Schoonbaert urges residents to call 911 in an emergency.
He said ERs in the surrounding communities of Grandview, Man. and Russell, Man. which are each about a 30-minute drive away, remain open and that health officials are working to restore ER services in Roblin as soon as possible.
“Roblin must remain for us a facility that provides ER services because of the area it’s in and the area it covers,” said Schoonbaert.
Frustrated with the suspension of emergency care over the years, some local residents have recently formed the Roblin Doctor Recruitment and Retention group. Their goal is to find four physicians who want to work and live in the area long term in an effort to offer a better work/life balance to doctors and to help stabilize the ER.
“I know we’re not the only town experiencing this either,” said Whitney Mitchell, a pharmacist and owner of Mitchell’s Drug Store. “It’s hard to find any health care professional to move to small towns.”
Mitchell is one of five members of the group.
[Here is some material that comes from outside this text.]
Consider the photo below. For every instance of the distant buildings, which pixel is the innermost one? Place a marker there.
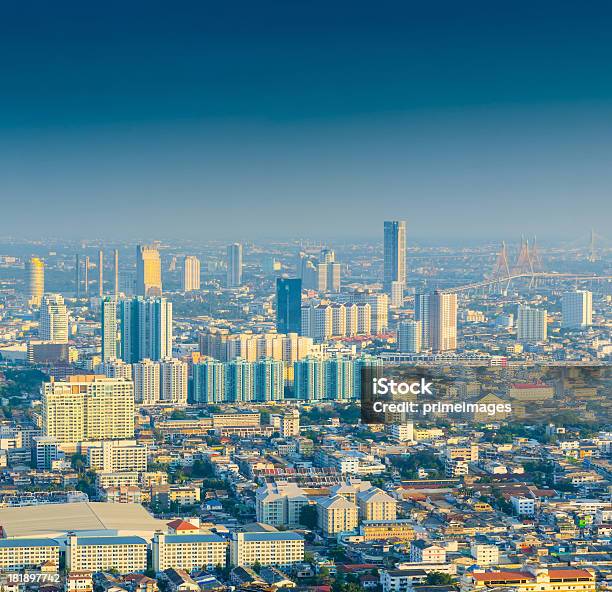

She said the town is looking to attract physicians by showing off the area’s natural beauty and proximity to several nearby lakes.
“We’d sure love to find some doctors that want to make our community, our home and stay here. Probably the biggest complaint I hear from customers is ‘I just get to know my doctor and they leave.’”
Prior to this latest service disruption, the Miller’s tried going to the Roblin ER on the night of Sep. 21 when Karen was having a cardiac emergency.
Raymond drove his wife from their home along Lake of the Prairies about 20 minutes south of the community not knowing the ER had already closed for the night. When they got to the ER they were told through an intercom system while standing outside the hospital they would have to drive to Russell or Grandview.
“At that point I thought I was going to die on that doorstep,” Karen said.
Raymond then drove Karen across the border into Saskatchewan and called 911. An ambulance met them on the side of the Highway 10 where paramedics treated Karen in the ambulance on the side of the road and took her to hospital in Yorkton, Sask. for further care.
Schoonbaert said while the ER was closed for the day, the couple should’ve been given more help in Roblin. He also said the health region is working to better communicate to residents the ER’s regular hours of operation.
The Millers just hope something similar doesn’t happen again.
“It was a good outcome, but it could’ve been far, far worse,” Raymond said.
Prairie Mountain Health said it’s working on finding a physician to help temporarily restore ER services in the community until a more permanent solution can be found.